Floor drains vary in design and purpose, so they must be chosen and placed appropriately for proper function. Food Plant Engineering’s design team knows how to space drains in your facility, what materials can hold up to foot/equipment traffic, and which drain types can endure the temperature and pressure of your cleaning methods. We can help you answer questions such as:
- Should you choose stainless steel, cast iron, or composite drain materials?
- Where is it appropriate to use an area/point drain, a trench drain, or a slot drain?
- How can you plan for the location of hub drains when you need an indirect drain for your equipment?
- Which options will best hold up to acid/corrosive waste streams or cleaning chemicals?
- What drains are the least likely to contain harborage points for listeria and other pathogens?
The materials, layout, and sizing of a facility’s sewer system must be properly evaluated for each food processing operation. The sewer pipe material should be selected to handle the sanitation chemicals, wastewater temperature, wastewater acidity, and physical cleaning methods employed (e.g., hydro-jetting and snaking). Options such as PVC, CPVC, and stainless steel should be considered depending on operational needs.
The layout of the process sewer system must specify the spacing of each drain along the floor surface for proper drainage sloping. In addition, a proper venting system must be designed to prevent air or vapor locks from occurring in the process sewer system and restricting flow. The slope should also allow for full drainage flow in the pipes. Sanitary and process sewers must be kept separate in a food processing facility with no connections inside the building.

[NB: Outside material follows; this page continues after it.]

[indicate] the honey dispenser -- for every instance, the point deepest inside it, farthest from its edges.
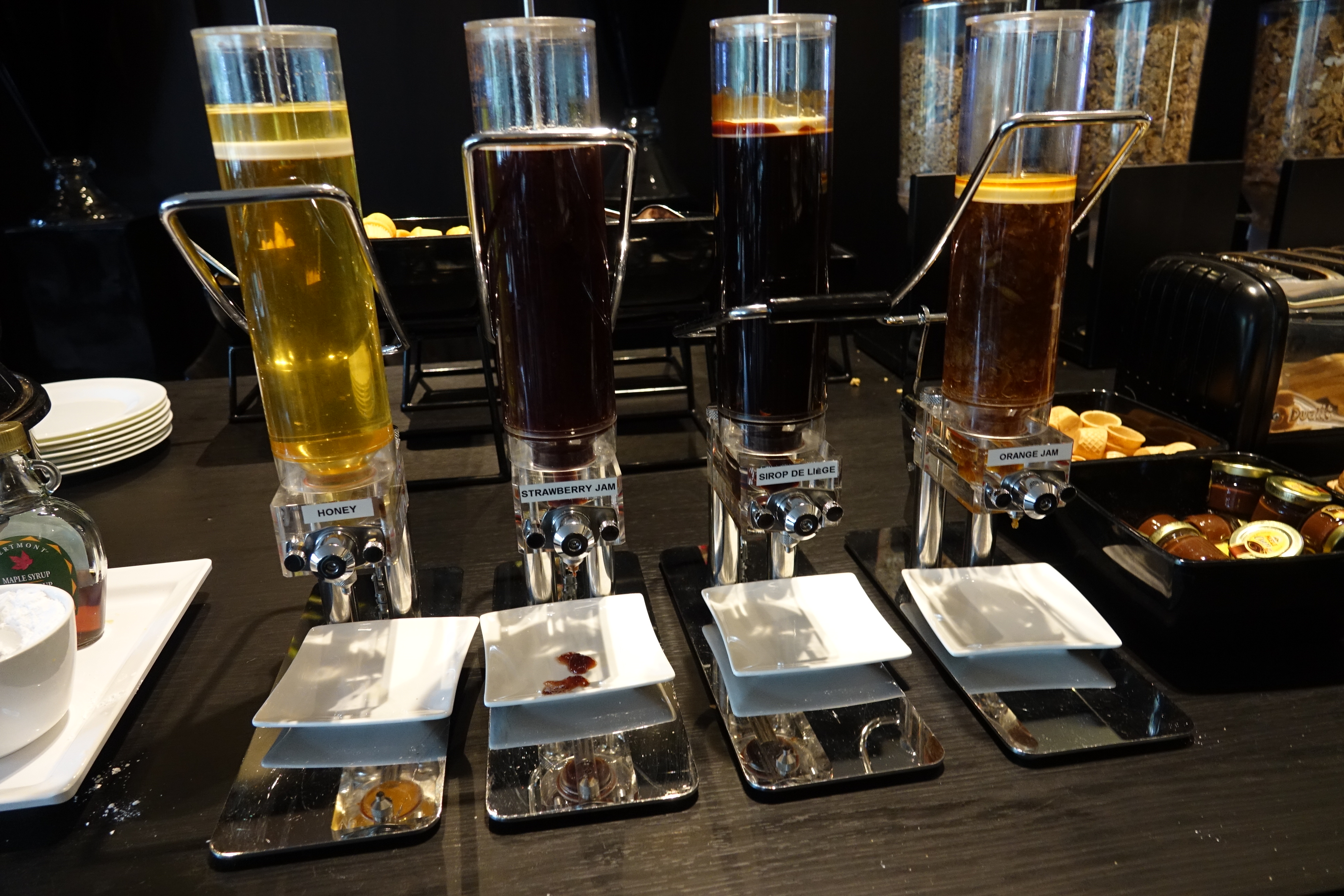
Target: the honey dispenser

Many piping materials are available for water and sanitation waste, and the selection depends on the specific needs of each operation. Copper is commonly used for both cold and hot water supply systems. Stainless steel is also an option for water with slightly corrosive properties.
PVC and CPVC for water supply should be used on a limited basis and only with proper supports. However, both PVC and stainless steel can be used for the supply of sanitizer and detergents when a central chemical delivery system is needed. Insulation for these systems, if required, is typically a closed cell elastomeric foam. Fiberglass may also be used on hot water and other high temperature lines. Jacketing can be PVC or stainless depending on the location of the piping and sanitation needs.
Water Heating Systems
Direct Gas Fired
Indirect Gas Fired
Direct Steam Heated
Indirect Steam Heated
Indirect steam uses both a storage tank and a shell-and-tube heat exchanger to heat water. Steam supplied from a boiler flows through a heat exchanger’s tubes, and the water is heated as steam passes through the shell on the outside of the tubes. The water is then circulated through the storage tank and held at the desired hot water supply temperature.
A variation of this system is a semi-instantaneous design: it delivers hot water by channeling the incoming cold water directly over the tubes of the heat exchanger in a controlled manner to maximize the heat transfer rate. With a semi-instant design, a large storage tank is typically not needed. However, this system requires a larger steam supply rate than its standard shell-and-tube counterpart.